Content Filtering on School Networks Now Required

Image via NetSpark

Image via NetSpark

The government has adopted a policy which states that if a school receives E-Rate funding for internet connectivity, they must adhere to new rules about how to appropriately use the internet. Schools must provide parents with reasonable notice and conduct at least one public meeting before adopting the policy. Here are the key points of the policy that must be implemented:

  • Policy and technology measures to restrict access by minors to inappropriate internet content
  • Security measures to protect minors who use email, chat rooms and other direct electronic communications
  • Rules regarding unlawful online activities by minors, including hacking and other unauthorized access
  • Protections against the unauthorized disclosure, use or dissemination of minors’ personal information

Luckily for schools, the Children’s Internet Protection Act has been around since 2001, and many schools who already implement it have their policies online, so you don’t have to create it all from scratch.

Best Practices For Content Filtering and Monitoring

CIPA requires that schools use “a technology protection measure with respect to any of its computers with internet access that protects against access through such computers to visual depictions that are obscene, child pornography, or harmful to minors.” The law also requires that schools monitor activity of minors online to detect potential inappropriate use.
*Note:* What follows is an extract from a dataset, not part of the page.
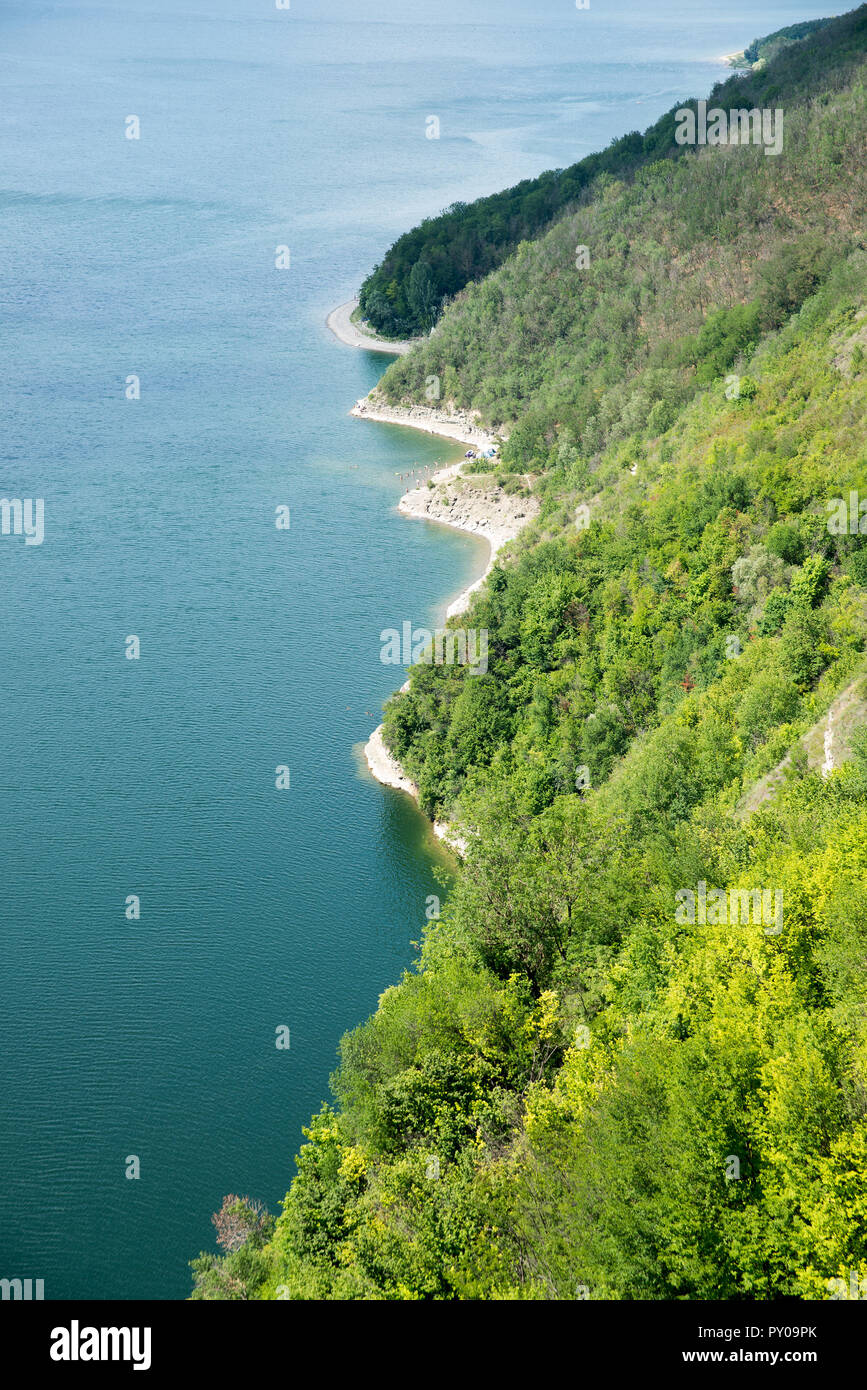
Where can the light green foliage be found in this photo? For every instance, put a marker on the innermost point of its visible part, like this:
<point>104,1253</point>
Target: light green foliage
<point>575,1084</point>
The bottom line is that all schools covered by E-Rate must perform content filtering that blocks inappropriate content. Typically, schools will install a dedicated content filtering device that goes into the network and evaluates all requested webpages. These devices, available from manufacturers such as Barracuda Networks, Lightspeed and Dell SonicWALL, provide administrators with an interface that allows them to configure the filtering parameters and provide regular updates to the filtered site list.

Administrators responsible for maintaining these filters should never forget that students can be quite resourceful when wanting to bypass content filters. When schools first introduced content filters, many students quickly found out that most could be bypassed by adding HTTPS to the front of the URL, thus making the filter “safe” even if it wasn’t an appropriate website. After content filtering companies blocked this approach, students discovered the existence of online proxy servers that weren’t blocked by content filters, which allowed access to any other site on the internet. Content filtering companies quickly moved to add proxy sites to the blocked list. Today, enterprising students use cloud service providers to create their own private proxy servers that aren’t included on filtering lists and aren’t currently blocked.

The struggle between students and administrators for effective content filtering is a cat-and-mouse game that will never end. While CIPA requires technical filtering measures, these will never be sufficient to completely protect students from inappropriate content. School administrators must monitor ­student activity with old-fashioned shoulder surfing and watch for signs that students have found a method to bypass filters. Using traditional disciplinary techniques to punish students who bypass the filters sends a strong message and may deter future unauthorized access attempts.

Another great tool is monitoring the actual screen of computers. There is plenty of different software that does this, and could be worthwhile looking into it if your devices are connected to the network.

Overall, the best thing to do is to teach kids good digital citizenship and how to use the internet appropriately online. With that, students will be able to learn and grow with the internet as a great tool.